Garrett Advancing Motion Honda Civic Si Intercooler Test!

We bolted on the front bumper cover in the reverse order that we removed it.

To the uneducated eye, you cant really tell that anything is different here, but those in the know will immediately spot the new and bigger intercooler core.

We returned to the World Motorsports wind tunnel dyno to test the new Garrett intercooler.

We repeated the same test protocol, we ran the car repeatedly until the power levels stabilized to obtain our power figures.  Then once we got what we felt was a good power run, we let the car normalize by sitting in on the dyno with only the air exchange fans until the coolant and intake air temps were stable.  We then proceeded to the thermal test where we did our timed back to back dyno pulls. Again, we ran the car as fast as the dyno could cycle until the intercooler reached saturation.  This is the point where the charge air temps stopped climbing after each pull.


Here is the typical temperature rise and decay of a single dyno pull on both the inlet and outlet side of the Garrett and stock Honda intercoolers.  Notice the inlet temperature rises more quickly with the Garrett intercooler, this is because there is less pressure drop restriction across the core so the turbine has to work less to create the power to drive the compressor.  Which also has to fight less to blow the charge air through the core.  This synergistic effect enables the turbo to spool faster and reach maximum boost faster, thus the inlet side of the intercooler sees a more rapid rise in temp!  With the turbine digging less into the exhaust stream to power the compressor, back pressure drops as well. These attributes cause a cascading effect that gives you more power with no negative compromises.

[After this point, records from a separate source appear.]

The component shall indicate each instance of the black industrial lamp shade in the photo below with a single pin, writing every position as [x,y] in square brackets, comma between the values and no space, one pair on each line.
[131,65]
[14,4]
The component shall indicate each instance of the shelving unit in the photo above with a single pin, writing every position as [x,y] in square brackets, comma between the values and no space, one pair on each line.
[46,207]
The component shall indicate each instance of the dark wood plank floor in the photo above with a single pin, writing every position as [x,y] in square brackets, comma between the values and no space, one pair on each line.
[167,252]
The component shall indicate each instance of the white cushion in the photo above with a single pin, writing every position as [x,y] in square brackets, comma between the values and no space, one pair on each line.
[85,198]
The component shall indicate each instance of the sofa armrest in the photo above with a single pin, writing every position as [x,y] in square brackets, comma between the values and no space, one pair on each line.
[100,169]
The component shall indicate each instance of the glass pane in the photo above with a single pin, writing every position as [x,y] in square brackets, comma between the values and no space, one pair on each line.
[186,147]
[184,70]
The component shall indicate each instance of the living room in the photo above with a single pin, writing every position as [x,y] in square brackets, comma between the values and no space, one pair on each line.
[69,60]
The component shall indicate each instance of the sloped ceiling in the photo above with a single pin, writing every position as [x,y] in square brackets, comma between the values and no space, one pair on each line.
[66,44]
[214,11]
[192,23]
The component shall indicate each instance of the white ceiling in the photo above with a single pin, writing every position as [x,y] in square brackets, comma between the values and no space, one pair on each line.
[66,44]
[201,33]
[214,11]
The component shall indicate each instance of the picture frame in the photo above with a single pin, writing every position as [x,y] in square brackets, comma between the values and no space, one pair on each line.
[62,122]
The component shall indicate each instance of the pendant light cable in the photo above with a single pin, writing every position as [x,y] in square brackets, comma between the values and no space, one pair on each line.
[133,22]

Note the intercooler outlet temperature.  The stock intercooler’s outlet temperature rises quite a bit over the course of a dyno pull.  The Garrett intercooler’s outlet temperature is remarkably stable.  Amazingly the Garrett intercooler’s outlet temperature hardly climbs above the ambient temperature!  Cooler intake air means a denser intake charge and more power.  It also means less thermal stress on the engine and potentially lower oxides of nitrogen emissions.  Again you are getting something for nothing.


  1. Such great results with this intercooler installed. I have a 2L Accord and would love to replace the equally as lame stock OEM unit with one of these someday if they make one. PRL already makes one for the accord but I trust the Garrett one to be better engineered.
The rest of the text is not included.